Someone pops in a Lenny Kravitz CD. The manager makes a motion with her fingers. We think she wants us to turn it down.
No--we're stupid. She wants us to turn it up.
The divers come in from the dive hut. Through a two-foot hole in the thirty foot ice covering, one-hundred feet down in pitch black they've harvested some life forms never seen before. Some kind of moss.
The assistant camp manager makes them some Greenland coffee. A formula she learned while serving with the Air Force in Thule. Coffee, Bushmills, Gran Mariner, Kahlua, whipped cream.
Warm you up. Buzz you good. Stay awake to enjoy it--is what she says.
We're coloring place mats. Tracing our hands and drawing turkeys with the outline like we did in fourth grade.
Someone puts on the Bee Gees CD. Seventies music. Antarctic tradition.
A helo pulls up outside, buzzing the building before setting down to land. It's Scotty again. He's delivering the Antarctic Cod for our dinner--and no--he won't stay. He has a couple of missions to run before he gets the chance for a break, but he promises to stop before the end of his day.
The rotors on the two-twelve wind up and he takes off.
Antarctic Cod is a big, meaty, sort of oily fish like shark only more so. Extremely tasty when it's fresh. Forget it has antifreeze for blood.
Our camp manager marinates it in balsamic vinegar and garlic for a couple of hours, then barbeques it on the Weber outside.
The limno team shows. After their four-hour hike, they change into their party clothes and things get festive. Cameras start flashing. Video. Handing out glasses of wine. Instant, impromptu family.
Someone hands out the wigs and boas. I've got on my summery flowered shirt.
Soon, dinner is served and we line up, cafeteria style, to fill our plates. Smells, tastes like home in the U.S. Our Kiwi team members are amused at the custom, but okay with the eating.
As opposed to always, where we all start eating upon sitting, everyone waits till everyone is seated. Then we toast ourselves. To us.

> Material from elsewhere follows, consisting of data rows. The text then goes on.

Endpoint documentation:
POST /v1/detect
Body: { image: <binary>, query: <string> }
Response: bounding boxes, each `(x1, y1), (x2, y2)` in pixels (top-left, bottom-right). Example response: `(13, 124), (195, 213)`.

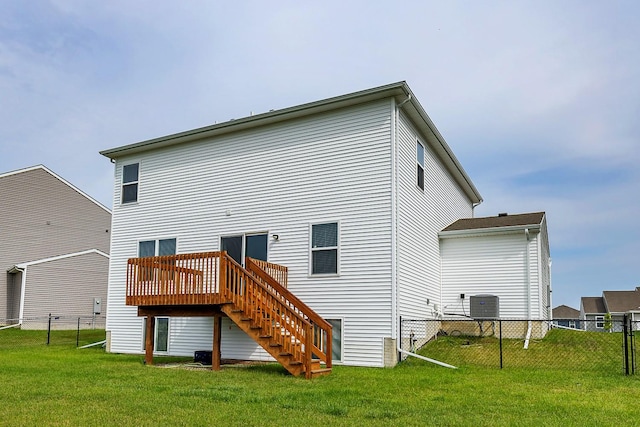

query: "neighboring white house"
(580, 286), (640, 332)
(440, 212), (551, 320)
(101, 82), (544, 367)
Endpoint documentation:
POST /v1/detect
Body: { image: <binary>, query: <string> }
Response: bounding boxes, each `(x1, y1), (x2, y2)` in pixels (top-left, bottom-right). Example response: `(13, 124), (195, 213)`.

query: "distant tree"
(604, 313), (613, 332)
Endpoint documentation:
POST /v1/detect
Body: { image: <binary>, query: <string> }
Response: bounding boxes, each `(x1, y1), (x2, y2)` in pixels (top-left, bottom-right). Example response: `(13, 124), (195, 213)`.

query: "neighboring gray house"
(439, 212), (551, 320)
(580, 287), (640, 332)
(0, 165), (111, 328)
(580, 297), (607, 331)
(553, 305), (581, 329)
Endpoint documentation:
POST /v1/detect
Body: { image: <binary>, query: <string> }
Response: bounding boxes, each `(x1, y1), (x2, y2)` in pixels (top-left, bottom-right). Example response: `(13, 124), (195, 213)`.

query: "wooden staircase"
(126, 251), (332, 378)
(221, 257), (331, 378)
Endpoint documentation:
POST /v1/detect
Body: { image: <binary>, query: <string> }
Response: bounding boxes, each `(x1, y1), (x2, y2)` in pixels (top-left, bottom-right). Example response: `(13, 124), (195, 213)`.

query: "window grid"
(416, 140), (424, 190)
(596, 316), (604, 329)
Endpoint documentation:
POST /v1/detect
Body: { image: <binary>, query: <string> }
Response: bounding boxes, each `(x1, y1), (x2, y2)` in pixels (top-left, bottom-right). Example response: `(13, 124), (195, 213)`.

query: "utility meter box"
(469, 295), (500, 319)
(93, 298), (102, 314)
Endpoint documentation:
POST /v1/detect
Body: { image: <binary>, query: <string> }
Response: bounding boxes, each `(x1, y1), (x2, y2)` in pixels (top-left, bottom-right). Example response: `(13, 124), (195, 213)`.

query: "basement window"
(416, 141), (424, 190)
(122, 163), (140, 203)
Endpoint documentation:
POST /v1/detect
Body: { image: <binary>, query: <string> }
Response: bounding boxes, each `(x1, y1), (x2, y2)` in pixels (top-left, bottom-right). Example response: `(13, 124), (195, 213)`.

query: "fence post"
(397, 316), (404, 363)
(622, 314), (629, 375)
(498, 319), (502, 369)
(47, 313), (51, 345)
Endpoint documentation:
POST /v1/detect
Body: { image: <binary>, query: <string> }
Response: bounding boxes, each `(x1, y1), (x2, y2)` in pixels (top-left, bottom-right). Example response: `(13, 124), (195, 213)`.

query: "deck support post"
(144, 316), (156, 365)
(211, 316), (222, 371)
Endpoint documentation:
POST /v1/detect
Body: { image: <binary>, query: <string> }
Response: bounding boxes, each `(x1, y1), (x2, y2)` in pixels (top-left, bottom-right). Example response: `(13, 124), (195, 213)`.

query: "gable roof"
(7, 249), (110, 273)
(442, 212), (545, 232)
(602, 289), (640, 313)
(100, 81), (482, 203)
(0, 165), (111, 214)
(580, 297), (607, 314)
(553, 305), (580, 319)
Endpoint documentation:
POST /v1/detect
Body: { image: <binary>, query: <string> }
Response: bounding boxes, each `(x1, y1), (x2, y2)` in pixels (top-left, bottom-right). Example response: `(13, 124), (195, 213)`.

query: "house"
(439, 212), (551, 320)
(101, 82), (545, 375)
(580, 297), (607, 331)
(580, 287), (640, 332)
(0, 165), (111, 328)
(553, 305), (581, 329)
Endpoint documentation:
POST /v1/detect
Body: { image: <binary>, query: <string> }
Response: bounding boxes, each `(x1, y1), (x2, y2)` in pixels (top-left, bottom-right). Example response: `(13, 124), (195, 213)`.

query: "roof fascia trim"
(0, 165), (111, 214)
(7, 249), (111, 272)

Table conversation is about our families at home. What we work on. What we did when we were kids. Wine flows. More food than an army could eat.
We take pictures, tell jokes. Before anyone realizes, we hear a helo in the distance and it's time for the limno team to go home. When the helo lands we invite them in for a slice of pie. They shut down the engines and join us for a half an hour, regailing us with flying stories until their schedule gets tight.
The limno guys pick up and leave. Give a perfunctory goodbye--and leave with the pilots. Nobody likes to say goodbye in Antarctica.
With the helo turbine winding up outside a couple of the scientists go back to their e-mail.
One starts laughing. Someone has called his advisor the evil warthog from hell in print, and the laughing stops when he realizes the advisor will be out here next week.
Tonight it's Motown. Coffee. We'll be playing Scrabble. Couple of Antarctic games.